La cour constate qu’il résulte des pièces produites qu’aucun courriel ne porte la mention « personnel
et confidentiel ». Dès lors ces courriels ne pourront être écartés des débats au nom de la vie privée. En revanche, la photographie de mariage de Mme X est sans lien avec l’objet du litige, et ne revêt aucun caractère professionnel, en cela cette pièce numéro 87 sera écartée des débats.
Sur la demande au titre des heures supplémentaires et du travail dissimulé
Aux termes de l’article L 3171-4 du code du travail, en cas de litige relatif à l’existence ou au nombre d’heures de travail effectuées, l’employeur doit fournir au juge les éléments de nature à justifier les horaires effectivement réalisés par le salarié.

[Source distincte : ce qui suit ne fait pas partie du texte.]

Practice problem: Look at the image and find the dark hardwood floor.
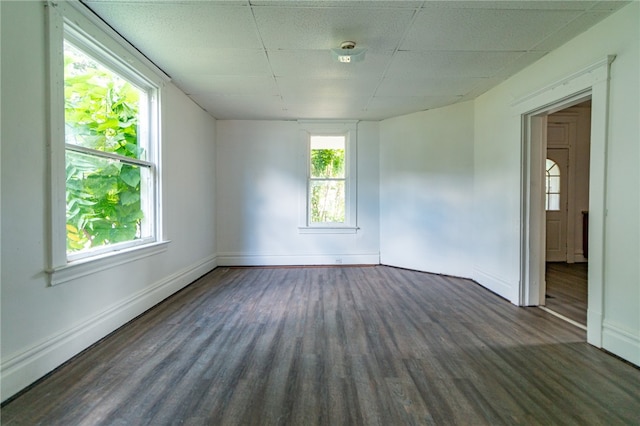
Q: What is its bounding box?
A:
[545,262,588,326]
[2,266,640,426]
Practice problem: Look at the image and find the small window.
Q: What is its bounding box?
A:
[299,121,358,233]
[309,135,346,224]
[545,158,560,211]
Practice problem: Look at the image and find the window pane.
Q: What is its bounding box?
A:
[547,176,560,194]
[311,136,345,178]
[546,194,560,211]
[66,150,150,253]
[545,158,560,211]
[311,180,345,223]
[64,41,146,159]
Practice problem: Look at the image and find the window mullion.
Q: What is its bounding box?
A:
[65,143,153,168]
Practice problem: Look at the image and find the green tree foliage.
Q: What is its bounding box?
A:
[64,45,144,252]
[311,149,345,223]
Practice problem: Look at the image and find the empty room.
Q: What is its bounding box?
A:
[0,0,640,425]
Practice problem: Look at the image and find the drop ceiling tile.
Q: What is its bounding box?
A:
[253,7,413,50]
[276,77,378,101]
[285,97,368,120]
[532,12,610,52]
[154,47,271,76]
[174,74,279,96]
[267,49,392,78]
[494,51,547,79]
[191,94,286,120]
[591,0,633,12]
[426,0,598,10]
[386,52,523,79]
[84,2,262,50]
[376,77,487,97]
[251,0,424,9]
[367,96,461,118]
[400,7,580,51]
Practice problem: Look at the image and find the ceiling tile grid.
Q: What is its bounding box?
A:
[84,0,628,120]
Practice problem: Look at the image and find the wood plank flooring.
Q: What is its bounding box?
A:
[545,262,588,326]
[1,266,640,426]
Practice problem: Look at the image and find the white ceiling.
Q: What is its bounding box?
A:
[84,0,628,120]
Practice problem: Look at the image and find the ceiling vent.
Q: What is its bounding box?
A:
[331,41,366,64]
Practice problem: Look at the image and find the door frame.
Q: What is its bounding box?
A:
[540,149,575,262]
[511,55,615,347]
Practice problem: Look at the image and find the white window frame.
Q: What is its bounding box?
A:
[298,120,358,234]
[46,1,169,285]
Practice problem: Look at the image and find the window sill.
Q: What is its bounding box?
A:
[298,226,360,234]
[46,241,170,286]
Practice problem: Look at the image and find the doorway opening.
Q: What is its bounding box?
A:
[512,56,615,348]
[540,99,591,330]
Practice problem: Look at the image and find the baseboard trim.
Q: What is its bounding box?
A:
[602,320,640,367]
[217,253,380,266]
[0,255,217,401]
[473,267,518,305]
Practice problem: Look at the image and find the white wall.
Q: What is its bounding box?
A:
[474,2,640,364]
[216,120,380,265]
[380,102,474,277]
[0,2,216,400]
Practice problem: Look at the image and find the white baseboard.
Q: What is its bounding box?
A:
[0,256,217,401]
[473,267,519,305]
[217,253,380,266]
[602,320,640,366]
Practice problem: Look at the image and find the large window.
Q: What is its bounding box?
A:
[300,121,357,233]
[64,38,155,259]
[47,3,168,284]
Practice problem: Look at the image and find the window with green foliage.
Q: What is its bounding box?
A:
[64,35,155,258]
[309,135,346,224]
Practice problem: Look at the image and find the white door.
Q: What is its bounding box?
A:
[545,148,569,262]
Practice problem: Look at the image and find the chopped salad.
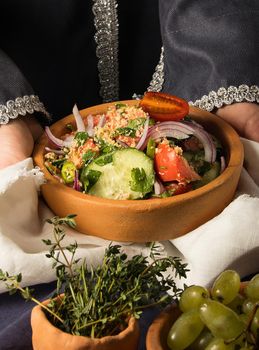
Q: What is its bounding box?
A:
[44,94,224,200]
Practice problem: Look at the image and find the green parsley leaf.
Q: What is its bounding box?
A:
[94,153,113,166]
[114,126,136,137]
[130,168,153,194]
[81,167,102,191]
[74,131,89,146]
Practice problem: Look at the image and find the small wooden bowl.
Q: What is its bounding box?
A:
[33,100,244,242]
[146,282,247,350]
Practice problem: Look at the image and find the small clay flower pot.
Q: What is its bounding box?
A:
[31,300,140,350]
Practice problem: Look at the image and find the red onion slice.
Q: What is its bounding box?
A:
[141,121,216,163]
[116,139,129,148]
[86,114,94,137]
[45,126,72,148]
[73,170,81,191]
[154,179,165,195]
[73,104,85,132]
[220,156,226,173]
[136,117,149,149]
[97,114,106,128]
[45,147,65,155]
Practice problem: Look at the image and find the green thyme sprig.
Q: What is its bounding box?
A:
[0,215,188,338]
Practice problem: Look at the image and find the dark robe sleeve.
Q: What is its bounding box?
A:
[159,0,259,111]
[0,49,49,125]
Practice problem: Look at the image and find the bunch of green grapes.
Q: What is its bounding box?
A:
[167,270,259,350]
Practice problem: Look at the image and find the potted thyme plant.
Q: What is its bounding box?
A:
[0,215,188,350]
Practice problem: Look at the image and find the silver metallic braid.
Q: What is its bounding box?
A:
[93,0,119,102]
[147,46,164,92]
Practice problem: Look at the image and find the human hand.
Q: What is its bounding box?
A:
[0,116,42,169]
[216,102,259,142]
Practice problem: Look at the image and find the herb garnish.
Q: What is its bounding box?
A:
[74,131,89,146]
[130,168,153,194]
[0,215,188,338]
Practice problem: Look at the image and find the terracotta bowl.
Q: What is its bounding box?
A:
[34,101,243,242]
[31,300,140,350]
[146,282,247,350]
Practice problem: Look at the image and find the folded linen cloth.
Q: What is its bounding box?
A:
[0,139,259,293]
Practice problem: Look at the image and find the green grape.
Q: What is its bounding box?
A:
[211,270,240,304]
[200,300,245,340]
[245,274,259,300]
[179,286,210,312]
[239,314,250,325]
[227,293,245,315]
[250,309,259,340]
[242,299,255,315]
[167,310,204,350]
[187,327,213,350]
[204,338,234,350]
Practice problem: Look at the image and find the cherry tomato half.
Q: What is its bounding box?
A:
[155,143,200,182]
[140,91,189,121]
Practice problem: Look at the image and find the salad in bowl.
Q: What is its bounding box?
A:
[44,92,226,200]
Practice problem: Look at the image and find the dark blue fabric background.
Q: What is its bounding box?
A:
[160,0,259,101]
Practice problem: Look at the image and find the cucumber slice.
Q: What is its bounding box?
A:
[85,148,155,199]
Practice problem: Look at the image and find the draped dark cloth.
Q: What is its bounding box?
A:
[0,0,161,120]
[159,0,259,101]
[0,0,259,350]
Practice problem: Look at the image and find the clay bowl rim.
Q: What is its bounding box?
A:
[33,100,244,210]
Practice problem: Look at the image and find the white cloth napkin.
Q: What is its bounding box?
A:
[0,139,259,293]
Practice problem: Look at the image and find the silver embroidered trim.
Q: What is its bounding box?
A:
[189,84,259,112]
[147,46,164,92]
[0,95,50,125]
[92,0,119,102]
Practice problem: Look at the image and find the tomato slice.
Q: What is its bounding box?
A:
[140,91,189,121]
[155,143,201,182]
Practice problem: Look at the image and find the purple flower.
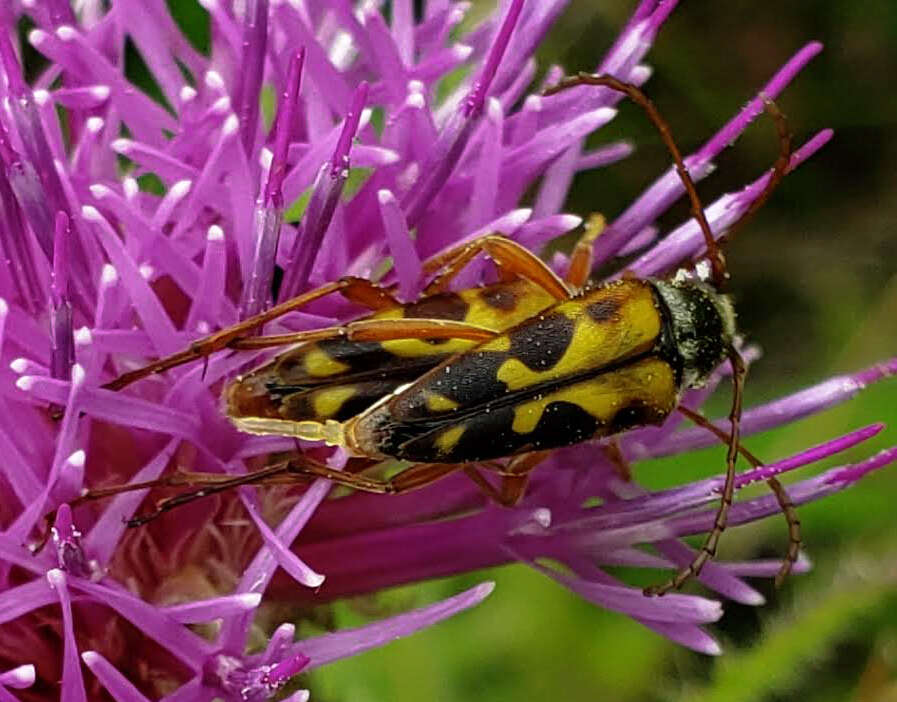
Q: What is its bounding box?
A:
[0,0,897,702]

Le juge forme sa conviction au vu de ces éléments et de ceux fournis par le salarié à l’appui de sa demande après avoir ordonné, en cas de besoin, toutes les mesures d’instruction qu’il estime utiles. Ainsi, si la preuve des horaires de travail effectués n’incombe ainsi spécialement à aucune des parties et si l’employeur doit être en mesure de fournir des éléments de nature à justifier les horaires effectivement réalisés par le salarié, il appartient cependant à ce dernier de fournir préalablement au juge des éléments de nature à étayer sa demande ;
Madame X sollicite le paiement d’heures supplémentaires sur les 5 années précédant son licenciement soit à compter du 15 mai 2010.
La demande de Madame X n’est pas prescrite pour la période de février 2011 à mai 2015. Par conséquent elle est recevable sur cette période.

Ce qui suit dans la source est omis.